Settle Status: EU Workforce

 

Do you have employees from the EU working within your business? Changes to the law may mean that they have to reapply to secure their residency status with the new EU Settle Status.

To make this transition period easier, we’ll be stepping you through what you need to know as an employer to support the welfare of these employees in such indefinite times.

What is the EU Settle Status?

 

On 31 January 2020, the United Kingdom officially left the European Union. Although no official deal has been agreed upon yet, changes have started to slowly filter through – one of the largest being ‘Settled Status’.

But what is settled status and why does it matter?
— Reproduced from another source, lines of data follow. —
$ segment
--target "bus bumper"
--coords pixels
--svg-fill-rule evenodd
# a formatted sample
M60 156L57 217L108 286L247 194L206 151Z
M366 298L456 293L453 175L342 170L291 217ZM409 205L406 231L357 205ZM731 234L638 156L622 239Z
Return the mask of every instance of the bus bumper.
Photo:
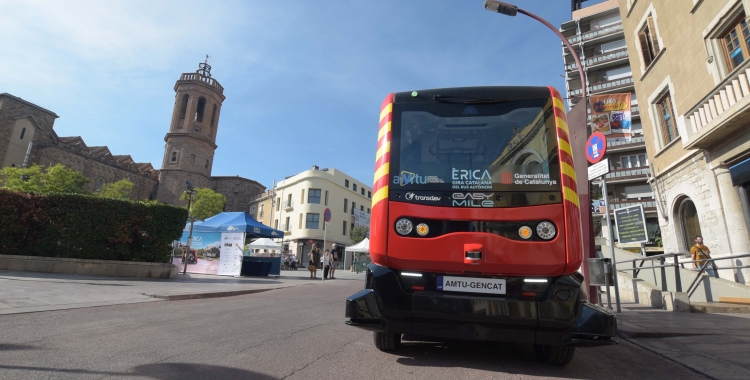
M370 264L367 289L346 300L346 324L435 339L599 346L616 343L615 315L588 303L580 275L551 280L539 297L408 292L397 274Z

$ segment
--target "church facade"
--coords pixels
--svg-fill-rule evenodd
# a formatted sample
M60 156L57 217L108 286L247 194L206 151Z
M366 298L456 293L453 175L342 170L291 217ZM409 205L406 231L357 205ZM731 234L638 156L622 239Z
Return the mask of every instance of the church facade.
M0 93L0 160L2 167L62 164L91 181L94 192L105 183L128 179L131 198L156 199L184 205L180 200L185 181L210 188L227 198L225 211L249 211L250 203L265 191L260 183L239 176L212 176L219 116L224 88L211 77L211 67L201 63L195 73L184 73L175 83L172 121L164 141L161 169L115 155L106 146L88 146L82 137L59 137L53 127L59 116L11 94Z

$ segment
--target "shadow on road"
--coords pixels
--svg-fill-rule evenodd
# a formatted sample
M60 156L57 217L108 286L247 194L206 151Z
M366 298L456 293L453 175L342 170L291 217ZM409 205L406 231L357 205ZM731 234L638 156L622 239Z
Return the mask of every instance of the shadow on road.
M156 380L185 379L251 379L276 380L275 377L244 369L223 367L212 364L154 363L133 367L129 372L96 371L75 368L49 368L32 366L1 365L0 369L10 371L31 371L58 374L105 375L120 377L150 377Z

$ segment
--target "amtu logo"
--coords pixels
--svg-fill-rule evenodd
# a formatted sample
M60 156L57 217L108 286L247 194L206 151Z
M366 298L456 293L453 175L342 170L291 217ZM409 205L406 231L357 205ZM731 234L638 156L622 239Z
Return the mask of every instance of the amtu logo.
M512 183L513 183L513 173L511 172L500 173L500 184L510 185Z

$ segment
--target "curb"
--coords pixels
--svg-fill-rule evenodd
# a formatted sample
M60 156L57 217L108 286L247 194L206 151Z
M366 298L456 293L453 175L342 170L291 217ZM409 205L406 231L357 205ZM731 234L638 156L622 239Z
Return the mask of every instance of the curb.
M183 301L183 300L199 300L204 298L221 298L221 297L234 297L242 296L245 294L254 294L267 292L269 290L283 289L279 288L268 288L268 289L249 289L249 290L232 290L226 292L211 292L211 293L193 293L193 294L146 294L144 296L151 298L159 298L167 301Z

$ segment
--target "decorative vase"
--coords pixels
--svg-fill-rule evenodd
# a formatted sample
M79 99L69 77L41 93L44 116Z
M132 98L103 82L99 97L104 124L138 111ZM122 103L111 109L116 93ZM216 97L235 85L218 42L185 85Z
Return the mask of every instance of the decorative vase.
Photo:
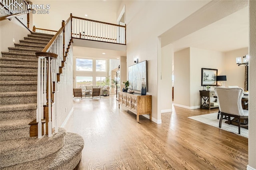
M141 82L141 95L146 95L147 93L147 90L146 89L146 82L145 82L145 79L142 78L142 81Z

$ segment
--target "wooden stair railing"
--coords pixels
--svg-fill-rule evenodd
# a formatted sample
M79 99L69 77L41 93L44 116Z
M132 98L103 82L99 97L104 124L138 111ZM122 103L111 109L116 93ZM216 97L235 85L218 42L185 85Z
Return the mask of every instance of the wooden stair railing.
M80 25L78 24L78 22L79 23L82 22L87 25L87 29L84 30L86 27L82 26L80 30L80 27L78 26ZM92 31L89 30L88 28L88 24L91 23L92 24ZM93 31L96 30L96 28L99 28L97 33ZM61 27L42 52L36 53L36 55L38 57L38 106L36 121L34 121L30 124L37 127L36 130L34 127L30 128L37 131L38 138L44 134L50 136L54 128L55 132L58 132L57 84L61 83L60 77L63 75L63 70L65 69L65 65L67 63L66 61L72 39L76 38L77 33L79 33L79 38L82 36L80 33L82 31L84 33L82 34L84 37L82 38L85 39L86 38L84 37L87 37L88 40L91 40L125 44L125 29L126 26L74 17L70 14L70 17L66 22L62 21ZM33 31L36 31L36 30L56 32L54 30L36 28L34 26ZM117 38L117 36L119 35L120 37L121 34L122 38ZM96 38L97 40L95 40ZM45 132L43 130L44 127L42 125L44 124L46 127ZM34 132L30 131L30 136L35 134L36 133Z
M74 38L126 44L126 26L72 16Z
M36 53L38 58L37 108L36 121L30 123L34 130L30 131L30 136L40 138L45 134L50 137L54 129L58 132L57 84L61 83L60 77L71 45L72 18L71 14L66 22L62 21L60 28L42 51ZM44 121L45 132L42 125Z

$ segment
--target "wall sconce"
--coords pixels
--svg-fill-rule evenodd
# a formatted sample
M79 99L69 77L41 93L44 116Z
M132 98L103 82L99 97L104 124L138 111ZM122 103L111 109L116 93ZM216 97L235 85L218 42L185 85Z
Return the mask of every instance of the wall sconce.
M242 62L242 58L241 57L237 57L236 58L236 64L238 66L240 65L243 65L244 66L247 66L248 65L248 63L249 62L249 55L248 54L244 55L243 57L243 60Z
M217 75L217 81L221 81L221 86L222 86L223 82L222 81L226 81L227 77L226 75Z

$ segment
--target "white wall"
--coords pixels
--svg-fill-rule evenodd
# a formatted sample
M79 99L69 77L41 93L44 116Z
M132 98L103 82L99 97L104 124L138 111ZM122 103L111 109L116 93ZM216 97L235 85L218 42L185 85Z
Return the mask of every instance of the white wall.
M224 59L224 53L221 52L193 47L174 53L174 105L199 108L199 90L203 90L202 68L217 69L218 75L225 75Z
M174 54L174 105L190 106L190 49Z
M24 40L24 37L30 32L18 20L12 18L11 21L6 20L0 22L0 51L8 51L8 47L14 47L13 39L15 43L20 43L19 40ZM2 55L2 54L0 54Z
M174 56L172 44L169 44L161 48L161 56L158 59L158 108L161 113L171 112L172 110L172 69ZM160 61L159 61L160 60ZM158 119L161 119L161 117Z
M76 58L84 58L92 59L92 71L83 71L76 70ZM73 85L74 88L76 87L76 76L91 76L92 77L92 85L96 85L96 77L106 77L108 78L108 60L106 59L95 58L89 57L73 56ZM106 71L96 71L96 60L106 60Z
M256 170L256 1L249 1L249 165L247 170Z
M65 64L66 69L60 77L61 83L57 84L58 125L60 126L68 114L73 110L73 46L68 52L68 58Z
M236 58L242 57L248 54L248 47L238 49L225 53L225 69L227 76L226 86L237 85L244 89L244 66L238 67L236 64ZM220 74L218 74L220 75Z
M161 100L158 98L157 88L157 37L208 2L204 1L122 1L117 14L120 13L125 4L127 67L134 64L134 58L138 58L139 62L148 61L148 91L147 94L152 95L153 118L157 119L159 117L158 115L160 117L161 115L157 109L158 99Z
M218 75L225 75L225 64L224 53L221 52L193 47L190 47L190 50L189 106L192 109L194 107L198 107L200 105L199 90L203 90L203 87L201 85L202 68L218 69ZM179 66L175 65L175 67L177 66ZM224 81L223 85L225 85ZM214 90L213 86L211 89Z
M116 1L31 0L34 4L50 4L49 14L34 14L34 25L37 28L58 30L62 20L73 16L116 24L119 3ZM92 7L97 7L92 8ZM99 15L98 14L101 14ZM88 16L86 17L85 14Z

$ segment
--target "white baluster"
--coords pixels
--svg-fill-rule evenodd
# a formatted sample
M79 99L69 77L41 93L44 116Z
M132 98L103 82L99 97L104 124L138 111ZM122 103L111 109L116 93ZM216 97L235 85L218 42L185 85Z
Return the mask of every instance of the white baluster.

Settled status is the term for being a resident in the UK without any immigration restrictions on the length of your stay. There are two types of status in the EU Settlement Scheme:

  • Settled status
  • Pre-settled status

Settled Status:

 

EU citizens who are granted settled status are permitted to stay in the UK as long as they choose; they can also apply for a British citizenship if they are eligible.

 

Pre-settled Status:

 

Pre-settled status – which is usually granted to those who have not lived in the UK for five continuous years – allows inhabitants to stay in the UK for a further five years from the date they are granted pre-settled status. After this period, individuals can reapply for full settled status.

 

Important Notes:

 

The deadline for applying is 30 June 2021.

It is free to apply to the scheme through the government website.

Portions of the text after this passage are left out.